Installing Oama and Downloading a Model
- To use models locally, two tools are needed: Oama and Light Llm.
- Install Oama by going to the official website, downloading it, and following the installation process.
- After installation, a llama icon should appear in the task tray.
- To download a model, run
O Lama run mistolcommand. This will download the Mistal model (approximately 4GB in size).
Installing Light Llm and Fixing Gunicorn Issue
- Install Light Llm using
pip install Light llm Das Das up upgrade.
- If an error occurs regarding a missing module called Gunicorn, fix it by running
pip install gunicorn.
Setting Up a Server with Mistal Model
- Set up a server with Mistal running powered by Oama using the command
light l m-- model oama SL mistol.
- The server will spin up at Local Host 8000.
Creating Agents and Workflows
- Create a new agent named "Mistal Assistant" powered by Mistal locally.
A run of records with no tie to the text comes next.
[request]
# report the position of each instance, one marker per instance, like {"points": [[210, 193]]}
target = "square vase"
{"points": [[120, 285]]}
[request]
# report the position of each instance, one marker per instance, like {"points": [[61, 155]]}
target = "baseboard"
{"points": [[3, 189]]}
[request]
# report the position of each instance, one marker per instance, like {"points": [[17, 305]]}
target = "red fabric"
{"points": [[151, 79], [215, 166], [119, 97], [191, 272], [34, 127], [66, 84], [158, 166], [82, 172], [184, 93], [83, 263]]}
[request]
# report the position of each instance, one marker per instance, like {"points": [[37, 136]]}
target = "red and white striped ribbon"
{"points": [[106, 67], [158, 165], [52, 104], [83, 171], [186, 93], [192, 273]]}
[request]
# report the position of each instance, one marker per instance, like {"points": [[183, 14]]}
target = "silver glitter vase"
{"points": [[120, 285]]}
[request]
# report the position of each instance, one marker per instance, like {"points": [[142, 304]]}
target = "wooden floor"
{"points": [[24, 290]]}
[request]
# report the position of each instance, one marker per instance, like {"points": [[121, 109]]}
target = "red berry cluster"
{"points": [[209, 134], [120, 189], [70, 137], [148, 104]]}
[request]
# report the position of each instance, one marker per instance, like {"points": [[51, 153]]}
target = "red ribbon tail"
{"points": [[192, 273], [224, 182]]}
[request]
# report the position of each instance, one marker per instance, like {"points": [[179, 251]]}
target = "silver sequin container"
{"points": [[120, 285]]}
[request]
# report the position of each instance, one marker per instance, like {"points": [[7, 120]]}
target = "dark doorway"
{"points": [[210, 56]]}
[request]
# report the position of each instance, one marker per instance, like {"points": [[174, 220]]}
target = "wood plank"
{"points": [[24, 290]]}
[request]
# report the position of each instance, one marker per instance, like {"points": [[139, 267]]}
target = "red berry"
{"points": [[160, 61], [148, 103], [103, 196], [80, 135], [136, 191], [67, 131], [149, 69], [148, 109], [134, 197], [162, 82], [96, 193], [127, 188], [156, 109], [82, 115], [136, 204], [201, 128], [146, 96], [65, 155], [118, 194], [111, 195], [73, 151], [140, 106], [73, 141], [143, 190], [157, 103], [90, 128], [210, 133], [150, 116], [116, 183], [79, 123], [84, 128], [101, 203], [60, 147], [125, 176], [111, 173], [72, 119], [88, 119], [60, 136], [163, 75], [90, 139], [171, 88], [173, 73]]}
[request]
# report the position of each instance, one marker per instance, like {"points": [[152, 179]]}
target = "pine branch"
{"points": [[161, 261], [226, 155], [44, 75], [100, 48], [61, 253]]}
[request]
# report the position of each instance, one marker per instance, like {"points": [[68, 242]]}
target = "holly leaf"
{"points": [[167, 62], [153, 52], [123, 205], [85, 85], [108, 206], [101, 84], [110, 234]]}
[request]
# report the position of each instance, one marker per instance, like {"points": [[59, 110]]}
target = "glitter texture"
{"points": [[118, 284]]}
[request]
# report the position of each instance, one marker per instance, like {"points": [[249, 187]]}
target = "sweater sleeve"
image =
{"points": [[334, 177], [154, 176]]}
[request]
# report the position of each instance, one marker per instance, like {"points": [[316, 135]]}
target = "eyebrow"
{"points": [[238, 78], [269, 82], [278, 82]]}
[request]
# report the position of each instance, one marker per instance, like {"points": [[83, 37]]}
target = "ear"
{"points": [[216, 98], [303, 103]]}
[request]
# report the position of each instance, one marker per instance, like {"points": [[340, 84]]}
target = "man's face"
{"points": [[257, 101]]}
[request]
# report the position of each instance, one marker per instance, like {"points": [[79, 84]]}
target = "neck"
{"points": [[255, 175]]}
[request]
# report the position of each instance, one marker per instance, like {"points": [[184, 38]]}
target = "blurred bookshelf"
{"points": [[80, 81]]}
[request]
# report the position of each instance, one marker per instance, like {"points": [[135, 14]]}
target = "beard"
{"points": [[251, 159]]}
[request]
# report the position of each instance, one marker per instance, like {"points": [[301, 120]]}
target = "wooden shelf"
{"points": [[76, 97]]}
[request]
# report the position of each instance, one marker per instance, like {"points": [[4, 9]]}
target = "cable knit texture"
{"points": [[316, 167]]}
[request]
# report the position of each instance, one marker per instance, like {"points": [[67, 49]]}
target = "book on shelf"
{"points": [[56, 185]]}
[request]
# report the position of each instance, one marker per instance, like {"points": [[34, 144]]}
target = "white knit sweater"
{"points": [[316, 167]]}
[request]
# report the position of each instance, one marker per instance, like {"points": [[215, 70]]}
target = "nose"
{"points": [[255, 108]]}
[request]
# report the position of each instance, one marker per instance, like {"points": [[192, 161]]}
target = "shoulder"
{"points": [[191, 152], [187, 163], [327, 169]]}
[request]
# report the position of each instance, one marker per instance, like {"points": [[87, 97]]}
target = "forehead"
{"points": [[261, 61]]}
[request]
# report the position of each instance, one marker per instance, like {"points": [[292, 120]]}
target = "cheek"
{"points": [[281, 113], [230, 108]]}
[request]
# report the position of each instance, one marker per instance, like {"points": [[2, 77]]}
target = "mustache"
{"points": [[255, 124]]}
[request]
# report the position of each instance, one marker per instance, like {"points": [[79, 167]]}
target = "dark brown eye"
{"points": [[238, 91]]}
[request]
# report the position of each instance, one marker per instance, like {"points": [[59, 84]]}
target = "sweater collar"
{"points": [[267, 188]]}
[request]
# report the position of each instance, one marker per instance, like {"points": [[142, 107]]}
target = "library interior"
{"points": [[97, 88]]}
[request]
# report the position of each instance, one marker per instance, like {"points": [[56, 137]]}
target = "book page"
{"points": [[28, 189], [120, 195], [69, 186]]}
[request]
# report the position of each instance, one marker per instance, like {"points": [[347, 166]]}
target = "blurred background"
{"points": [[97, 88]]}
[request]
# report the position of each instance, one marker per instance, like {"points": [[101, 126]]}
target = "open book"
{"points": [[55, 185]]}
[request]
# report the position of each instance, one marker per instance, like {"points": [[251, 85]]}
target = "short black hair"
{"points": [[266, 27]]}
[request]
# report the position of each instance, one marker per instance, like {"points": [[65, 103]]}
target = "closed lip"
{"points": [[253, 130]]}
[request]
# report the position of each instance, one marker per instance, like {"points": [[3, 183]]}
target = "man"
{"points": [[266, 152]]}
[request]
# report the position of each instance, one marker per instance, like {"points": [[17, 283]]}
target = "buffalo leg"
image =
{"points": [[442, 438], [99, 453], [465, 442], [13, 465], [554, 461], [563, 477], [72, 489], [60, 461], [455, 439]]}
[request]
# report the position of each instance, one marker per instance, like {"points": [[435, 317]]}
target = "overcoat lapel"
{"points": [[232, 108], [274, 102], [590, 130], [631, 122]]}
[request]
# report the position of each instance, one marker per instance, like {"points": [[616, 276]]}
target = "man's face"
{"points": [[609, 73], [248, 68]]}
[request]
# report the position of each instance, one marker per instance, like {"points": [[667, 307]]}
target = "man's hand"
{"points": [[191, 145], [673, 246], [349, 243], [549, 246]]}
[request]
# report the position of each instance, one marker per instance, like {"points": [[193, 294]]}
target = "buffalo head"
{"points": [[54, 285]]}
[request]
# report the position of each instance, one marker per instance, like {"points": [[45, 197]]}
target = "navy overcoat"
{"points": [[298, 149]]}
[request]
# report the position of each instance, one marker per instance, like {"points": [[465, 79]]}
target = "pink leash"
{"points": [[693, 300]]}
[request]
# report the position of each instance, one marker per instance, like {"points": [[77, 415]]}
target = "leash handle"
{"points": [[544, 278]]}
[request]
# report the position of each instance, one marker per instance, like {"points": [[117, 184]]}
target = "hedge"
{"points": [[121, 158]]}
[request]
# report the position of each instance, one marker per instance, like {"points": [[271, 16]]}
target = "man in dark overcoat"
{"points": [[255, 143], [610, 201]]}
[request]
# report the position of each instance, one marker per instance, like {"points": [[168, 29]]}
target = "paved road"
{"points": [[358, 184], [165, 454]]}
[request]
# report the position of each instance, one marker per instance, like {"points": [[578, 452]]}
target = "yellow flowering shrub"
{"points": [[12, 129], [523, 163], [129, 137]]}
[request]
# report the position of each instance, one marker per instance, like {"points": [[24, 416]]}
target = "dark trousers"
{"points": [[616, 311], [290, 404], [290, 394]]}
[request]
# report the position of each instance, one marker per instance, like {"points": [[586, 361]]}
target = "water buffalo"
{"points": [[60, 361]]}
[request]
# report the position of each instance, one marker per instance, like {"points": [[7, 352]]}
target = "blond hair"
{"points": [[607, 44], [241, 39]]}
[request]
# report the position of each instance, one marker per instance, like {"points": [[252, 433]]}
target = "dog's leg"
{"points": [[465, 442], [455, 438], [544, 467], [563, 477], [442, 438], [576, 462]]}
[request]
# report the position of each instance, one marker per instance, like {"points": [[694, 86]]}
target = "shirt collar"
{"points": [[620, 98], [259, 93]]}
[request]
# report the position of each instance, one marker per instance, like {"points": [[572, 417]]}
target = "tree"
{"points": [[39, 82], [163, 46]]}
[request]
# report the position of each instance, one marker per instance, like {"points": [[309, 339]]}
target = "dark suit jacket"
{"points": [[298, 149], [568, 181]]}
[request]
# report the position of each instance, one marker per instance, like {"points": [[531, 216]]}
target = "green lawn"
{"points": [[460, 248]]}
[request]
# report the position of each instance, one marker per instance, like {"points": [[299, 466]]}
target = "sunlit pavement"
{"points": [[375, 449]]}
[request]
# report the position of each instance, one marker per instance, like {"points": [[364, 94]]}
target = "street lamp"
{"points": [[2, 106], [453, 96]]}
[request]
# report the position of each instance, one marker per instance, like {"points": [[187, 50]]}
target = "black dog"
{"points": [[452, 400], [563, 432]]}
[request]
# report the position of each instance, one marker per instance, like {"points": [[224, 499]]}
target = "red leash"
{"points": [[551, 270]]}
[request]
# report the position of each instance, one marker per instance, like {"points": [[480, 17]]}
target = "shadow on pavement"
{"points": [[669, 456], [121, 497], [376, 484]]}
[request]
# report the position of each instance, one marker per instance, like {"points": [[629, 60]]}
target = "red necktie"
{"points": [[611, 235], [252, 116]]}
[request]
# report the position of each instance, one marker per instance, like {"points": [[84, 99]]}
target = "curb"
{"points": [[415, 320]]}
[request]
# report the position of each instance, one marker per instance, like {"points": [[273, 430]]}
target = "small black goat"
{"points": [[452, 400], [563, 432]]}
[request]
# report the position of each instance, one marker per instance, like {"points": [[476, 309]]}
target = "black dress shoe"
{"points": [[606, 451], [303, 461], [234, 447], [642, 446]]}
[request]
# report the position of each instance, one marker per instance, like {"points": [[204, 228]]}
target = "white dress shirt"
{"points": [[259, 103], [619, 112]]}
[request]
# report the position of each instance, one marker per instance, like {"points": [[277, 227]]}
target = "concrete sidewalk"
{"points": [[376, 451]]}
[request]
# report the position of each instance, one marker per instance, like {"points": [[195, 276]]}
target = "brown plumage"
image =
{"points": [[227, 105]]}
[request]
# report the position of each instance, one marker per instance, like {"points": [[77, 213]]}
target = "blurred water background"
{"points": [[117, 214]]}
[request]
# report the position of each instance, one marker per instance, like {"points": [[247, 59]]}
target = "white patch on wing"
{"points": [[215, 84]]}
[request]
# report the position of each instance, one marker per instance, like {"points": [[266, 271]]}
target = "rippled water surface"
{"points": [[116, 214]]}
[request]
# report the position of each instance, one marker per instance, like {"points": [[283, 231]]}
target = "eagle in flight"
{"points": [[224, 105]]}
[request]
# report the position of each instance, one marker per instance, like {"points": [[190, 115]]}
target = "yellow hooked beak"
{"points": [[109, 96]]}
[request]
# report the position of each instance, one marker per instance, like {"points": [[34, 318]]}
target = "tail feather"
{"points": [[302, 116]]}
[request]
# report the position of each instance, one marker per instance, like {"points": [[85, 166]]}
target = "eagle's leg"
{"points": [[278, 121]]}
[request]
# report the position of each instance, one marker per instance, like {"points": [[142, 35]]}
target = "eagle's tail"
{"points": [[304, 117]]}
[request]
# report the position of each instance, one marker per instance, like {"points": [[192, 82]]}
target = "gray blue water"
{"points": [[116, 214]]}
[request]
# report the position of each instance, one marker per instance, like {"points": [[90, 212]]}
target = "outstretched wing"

- Create workflows for Mistal using "gp4" as the receiver agent name.
- Customize agent descriptions and system messages as desired.
Testing with Playground
- Use the playground to test the Mistal workflow.
- Verify that interactions such as asking for jokes or writing code work correctly.
Running Multiple Models Locally
This section explains how to run multiple models locally using Olama.
Running Multiple Models with Olama
- Run
AMA run llama 2to initiate the download of another model using Olama.
- Once the download is complete, create a new tab and activate Light Llm with the command
cond activate AG light llm -- model o lama lama 2.
- Follow the same steps as before to set up a server with the newly downloaded model.
The transcript is already in English.
New Section
In this section, the speaker discusses finding the right fine-tuned model for specific tasks and mentions the sign out functionality in Autogen Studio.
Finding the Right Fine-Tuned Model
- Autogen Studio allows users to find the appropriate fine-tuned model for their specific task.
- The speaker highlights that Autogen Studio has a sign out functionality, but when clicked, it prompts users to implement their own logout logic.
- Users can set up their own authentication within Autogen Studio, enabling them to share projects with their team.
New Section
The speaker expresses their admiration for Autogen Studio and invites viewers to provide feedback and suggestions for future content.
Impressions of Autogen Studio
- The speaker is highly impressed by Autogen Studio.
- Viewers are encouraged to leave comments if they would like a follow-up or deeper dive into Autogen Studio.
- Feedback and suggestions on what viewers would like to see in future videos are welcomed.
- If viewers enjoyed the video, they are encouraged to consider giving it a like.